If the curent node is a leaf, then the search has failed, and the key
is not in the tree. This part of the program is complicated, because
this is the case where we might have to insert new keys, split nodes,
move up the tree, promote keys to parent nodes, and possibly make a
new root, and so we'll come back to it a little later.
43 # There are subtrees, and the key is in one of them.
44
45 push @path, [$cur_node, $where]; # Record path from root.
If the current node is _not_ a leaf, control passes to line 45.
Line 45 is responsible for making a record of the path that the search
has taken, starting from the root, and making its way downwards. It
does this so that if we get to the `moving up' part of the algorithm,
we can remember where we came from and where keys should be promoted
to. The record is maintained in a variable called `@path', which
is a list of the nodes that the subroutine visited on the way down
from the root, and also of the `$where' values that the
subroutine used to get from one node to the next.
47 # Move down to search the subtree
48 $cur_node = $cur_node->subnode($where);
49
50 # and start over.
51 } # for (;;) ...
Line 48 then uses `$cur_node->subnode($where)' to get the
identity of the `$where'th subnode of the current node. The new
node is the one that `locate_key' claimed would contain the
search key. `B_search' sets `$cur_node' to be this new
node, and then begins the loop over again.
Now, what if the search fails? This is on line 33. `$there' was
false, so the key was not in the current node, and we would like to
search in a subnode of the current node. But `$cur_node->is_leaf' was
true, which means that the current node has no subnodes.

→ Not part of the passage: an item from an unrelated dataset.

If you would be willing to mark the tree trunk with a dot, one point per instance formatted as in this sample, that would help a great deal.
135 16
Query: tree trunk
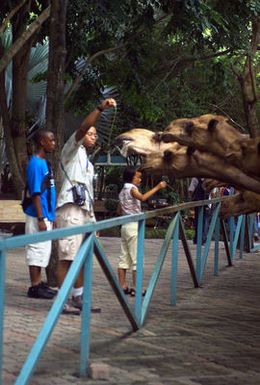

34 return undef unless $args{'Insert'}; # Search failed
35 # Stuff it in
36 $cur_node->insert_kdp($k => $d);
37 if ($self->node_overfull($cur_node)) { # Oops--there was no room.
38 $self->split_and_promote($cur_node, @path);
39 }
40 return $d;
If the subroutine is not in insert mode, it just returns `undef'
to indicate failure, at line 34.
In insert mode, the subroutine first inserts the new key and data into
the appropriate place in the current node with
`$cur_node->insert_kdp($k => $d)', line 36. Then it checks to see if
the current node is too full by calling
`$self->node_overfull($cur_node)', line 37.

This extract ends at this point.